The new Scottish Conservative party is a magnificent player, but an eight per cent increase in the vote is not just a small gain, signaling a hardening of attitudes among the public as the May elections approach, and further proof that the forecast late last year of a sweeping SNP majority and a seemingly unstoppable movement towards the Scottish independence is not an easily attainable goal.

Two polls are out this week and it’s not good news for the SNP. The polls are showing a continued pattern of downfall as the mistrust in the SNP leadership and its ambiguous handling of the Salmond inquiry is rising.  SNP’s demise can also be traced to the UK government’s fast and methodical Covid-19 vaccine programme.

The new Savanta/ComRes poll predicted the SNP would lose some of its seats, but before Conservatives get all hyped up, they would lose a seat, too. The pro-independence Greens are the ones that are expected to come back stronger with ten MSPs.
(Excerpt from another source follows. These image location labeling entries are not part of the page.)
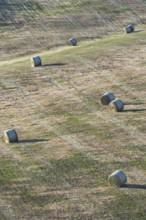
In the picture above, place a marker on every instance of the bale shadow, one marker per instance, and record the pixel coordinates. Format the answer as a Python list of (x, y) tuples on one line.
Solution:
[(134, 186), (32, 140), (138, 31), (135, 103), (53, 64), (135, 110)]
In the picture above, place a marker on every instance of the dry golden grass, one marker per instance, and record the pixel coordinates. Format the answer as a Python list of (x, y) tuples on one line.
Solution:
[(69, 143)]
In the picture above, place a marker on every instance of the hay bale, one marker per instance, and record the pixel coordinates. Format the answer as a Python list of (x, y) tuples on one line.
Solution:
[(107, 98), (36, 61), (117, 105), (10, 136), (118, 178), (72, 42), (129, 28)]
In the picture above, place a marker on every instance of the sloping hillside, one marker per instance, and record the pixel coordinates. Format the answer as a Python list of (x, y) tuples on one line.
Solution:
[(31, 26), (69, 143)]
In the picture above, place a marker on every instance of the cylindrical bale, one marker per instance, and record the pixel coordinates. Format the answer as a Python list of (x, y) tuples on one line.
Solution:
[(118, 178), (72, 42), (36, 61), (107, 98), (10, 136), (117, 105), (129, 28)]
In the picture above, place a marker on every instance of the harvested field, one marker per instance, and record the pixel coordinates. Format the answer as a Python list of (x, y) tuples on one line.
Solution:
[(69, 143)]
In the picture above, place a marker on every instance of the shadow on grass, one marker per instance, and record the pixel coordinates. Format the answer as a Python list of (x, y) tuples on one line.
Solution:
[(138, 31), (134, 103), (32, 140), (134, 186), (135, 110), (53, 64)]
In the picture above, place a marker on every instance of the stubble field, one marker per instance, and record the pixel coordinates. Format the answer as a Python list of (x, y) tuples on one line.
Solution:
[(69, 143)]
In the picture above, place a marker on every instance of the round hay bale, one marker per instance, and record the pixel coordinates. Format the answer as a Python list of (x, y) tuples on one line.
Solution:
[(72, 42), (117, 105), (36, 61), (118, 178), (10, 136), (107, 98), (129, 28)]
Another poll done by YouGov suggested an overall SNP majority of 13 but specified the vote continuing to drop, down four points to 52 per cent in constituencies and two to 45 per cent on the regional lists. A Panelbase survey done last week is also showing the same pattern as it put the SNP down eight on both constituency and regional votes since last year.

To be realistic, the gap is too big for there to be the slightest chance of the SNP not keeping its place as the single biggest party after the May election, but there is an opening for the opposition to ensure the minority is having more power than one or two backbencher MSPs.

About people’s view on independence, 51 per cent of people are in favour of No, when I don’t know answers are removed, compared to 53 per cent who will say Yes. According to the Times survey, the majority of people are for the Union, more than 51 per cent. Yet, Panelbase, which results has always been depicting an optimistic picture for independence, had Unionists ahead for the first time, up to three points to 47 and Yes down to 46, with seven per cent saying they have not decided yet.

According to YouGov, just 36 per cent of participants believe there should be a re-run of the 2014 independence referendum this year, whatever these numbers seem threatening for the faithful from the SNP leadership, the hopes for a quick referendum is dying this year. The sense that a normal pattern is round the corner means that any fervor for the uncertainty another poll will bring is dying out by the day.

Sadly, there is a belief in some unionist quarters that nationalism can securely be put in its box by more constitutional reform, especially ex-Labour leader Gordon Brown who has continued to bargain for a federal model which only political windbreakers and Lib Dems support.

Even the new Scottish Labour leader Anas Sarwar fell into the same trap with his “Broken Britain” argument the day after he was elected into office.

Attacking the opposition leader is expected from a Labour leader, but saying that the Scottish people and the British people feel the same about their government is nonsense nationalists can’t stand.

The Scottish people are quick to say the UK is not just suffering from a broken system but the system is irreparable and the only way forward for our people is through independence.